Safety protocols are therefore inseparable from chemical knowledge. Patch testing is essential when working with high FAV formulations, as is informed consent that explains not just the percentage but the interplay of pH and acid availability. Aftercare must be emphasised, with strict use of sunscreen, gentle cleansers and non-comedogenic emollients. Clients should also be educated about the difference between “stronger” and “better”. A peel with higher free acid content may deliver faster results, but it also carries greater risk, and outcomes are best when treatment is titrated to the individual’s skin type, concern and tolerance.

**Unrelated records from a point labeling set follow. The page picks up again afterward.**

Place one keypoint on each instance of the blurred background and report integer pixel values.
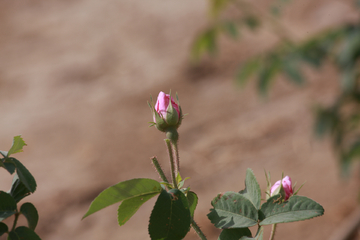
(75, 77)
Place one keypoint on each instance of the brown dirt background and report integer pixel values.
(74, 80)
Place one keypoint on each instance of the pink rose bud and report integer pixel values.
(167, 113)
(286, 185)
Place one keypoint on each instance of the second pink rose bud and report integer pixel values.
(287, 186)
(167, 113)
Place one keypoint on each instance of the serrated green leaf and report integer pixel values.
(192, 200)
(130, 206)
(22, 233)
(31, 214)
(170, 218)
(252, 189)
(296, 208)
(258, 236)
(232, 210)
(24, 175)
(3, 228)
(18, 190)
(7, 205)
(122, 191)
(18, 144)
(234, 234)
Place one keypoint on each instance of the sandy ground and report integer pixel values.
(74, 80)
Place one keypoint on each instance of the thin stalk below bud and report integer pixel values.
(159, 169)
(197, 229)
(177, 158)
(172, 163)
(272, 234)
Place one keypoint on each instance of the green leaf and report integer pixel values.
(3, 228)
(31, 214)
(234, 234)
(192, 200)
(3, 153)
(181, 183)
(170, 218)
(9, 166)
(22, 233)
(7, 205)
(18, 190)
(252, 189)
(130, 206)
(24, 175)
(18, 144)
(297, 208)
(246, 70)
(258, 236)
(122, 191)
(232, 210)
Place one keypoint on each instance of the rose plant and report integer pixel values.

Ultimately, understanding free acid value allows professionals to bridge the gap between the marketing number on the label and the reality of clinical effect. Percentage alone is a blunt measure that often misleads, while pH provides the key to how much of that acid is actually active. When both are considered together, practitioners can predict peel behaviour with much greater accuracy and deliver treatments that are both effective and safe.